When an MVCC database needs to update a piece of data, it will not overwrite the original data item with new data, but instead creates a newer version of the data item. Thus there are multiple versions stored. The version that each transaction sees depends on the isolation level implemented. The most common isolation level implemented with MVCC is snapshot isolation. With snapshot isolation, a transaction observes a state of the data as when the transaction started. MVCC introduces the challenge of how to remove versions that become obsolete and will never be read. In some cases, a process to periodically sweep through and delete the obsolete versions is implemented. This is often a stop-the-world process that traverses a whole table and rewrites it with the last version of each data item.PostgreSQL adopts this approach with its VACUUM process. Other databases split the storage blocks into two parts: the data part and an undo log. The data part always keeps the last committed version. The undo log enables recreation of older versions of data. The main inherent limitation of this latter approach is that when there are update-intensive workloads, the undo log part runs out of space and then transactions are aborted as they cannot be given their snapshot. For a document-oriented database it also allows the system to optimize documents by writing entire documents onto contiguous sections of disk - when updated, the entire document can be re-written rather than bits and pieces cut out or maintained in a linked, non-contiguous database structure

MVCC provides point-in-time consistent views. Read transactions under MVCC typically use a timestamp or transaction ID to determine what state of the DB to read, and read these versions of the data. Read and write transactions are thus isolated from each other without any need for locking. However, despite locks being unnecessary, they are used by some MVCC databases such as Oracle.
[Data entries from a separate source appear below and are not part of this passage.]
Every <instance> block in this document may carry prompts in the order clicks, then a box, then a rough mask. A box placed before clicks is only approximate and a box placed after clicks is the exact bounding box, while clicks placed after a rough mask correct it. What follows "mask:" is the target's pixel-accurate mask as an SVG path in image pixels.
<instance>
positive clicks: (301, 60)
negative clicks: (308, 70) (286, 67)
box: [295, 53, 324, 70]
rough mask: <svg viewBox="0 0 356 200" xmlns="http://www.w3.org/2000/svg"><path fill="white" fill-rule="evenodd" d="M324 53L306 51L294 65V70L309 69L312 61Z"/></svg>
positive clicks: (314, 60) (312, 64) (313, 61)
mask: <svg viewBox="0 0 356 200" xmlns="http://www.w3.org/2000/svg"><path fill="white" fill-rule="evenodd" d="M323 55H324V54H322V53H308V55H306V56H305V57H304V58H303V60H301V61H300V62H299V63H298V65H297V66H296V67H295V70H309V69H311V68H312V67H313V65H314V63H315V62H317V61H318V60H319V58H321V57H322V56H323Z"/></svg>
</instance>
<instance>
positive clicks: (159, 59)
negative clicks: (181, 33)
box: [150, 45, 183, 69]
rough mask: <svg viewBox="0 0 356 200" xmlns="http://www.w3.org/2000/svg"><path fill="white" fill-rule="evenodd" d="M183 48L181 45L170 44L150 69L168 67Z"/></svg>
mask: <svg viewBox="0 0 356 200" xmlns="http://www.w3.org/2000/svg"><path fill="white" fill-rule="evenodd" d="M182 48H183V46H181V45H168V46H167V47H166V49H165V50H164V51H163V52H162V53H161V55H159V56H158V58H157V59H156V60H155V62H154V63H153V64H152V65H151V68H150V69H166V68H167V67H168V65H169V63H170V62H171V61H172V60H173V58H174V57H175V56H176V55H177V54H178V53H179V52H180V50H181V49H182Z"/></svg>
Writes create a newer version, while concurrent reads access an older version.

https://en.wikipedia.org/wiki/Multiversion_concurrency_control

Lock Contention

Lock contention occurs when many database sessions all require frequent access to the same lock. This is also often called a "hot lock". The locks in question are only held for a short time by each accessing session, then released. This creates a "single lane bridge" situation. Problems are not noticeable when traffic is low (i.e. non-concurrent or low-concurrency situations). However, as traffic (i.e. concurrency) increases, a bottleneck is created.

Overall, Lock Contention problems have a relatively low impact. They manifest themselves by impacting and limiting scalability. As concurrency increases, system throughput does not increase and may even degrade (as shown in Figure 1 below). Lock contention may also lead to high CPU usage on the database server.

The best way to identify a lock contention problem is through analysis of statistical information on locks provided by the DBMS

Long Term Blocking

Long Term Blocking is similar to Lock Contention in that it involves an object or lock that is frequently accessed by a large number of database sessions. Where it differs is that in this case, one session does not release the lock immediately. Instead, the lock is held for a long period of time and while that lock is held, all dependent sessions will be blocked.

Long Term Blocking tends to be a much bigger problem than Lock Contention. It can bring an entire area of functionality or even a whole system to a stand still. The locks involved in these scenarios may not be "hot" enough to lead to Lock Contention problems under normal circumstances. As such, these problems may be intermittent and very dependent on certain coincidental activity. These are the most likely to lead to "disasters" in production due to the combination of devastating impact and difficulty to reproduce.

The consequences of long term blocking problems may be abandonment. However, these problems can also often lead to further problems as frustrated users re-submit their requests. This can compound and exacerbate the problem by leading to a larger queue and consuming additional resource. In this way, the impact can expand to consume an entire system.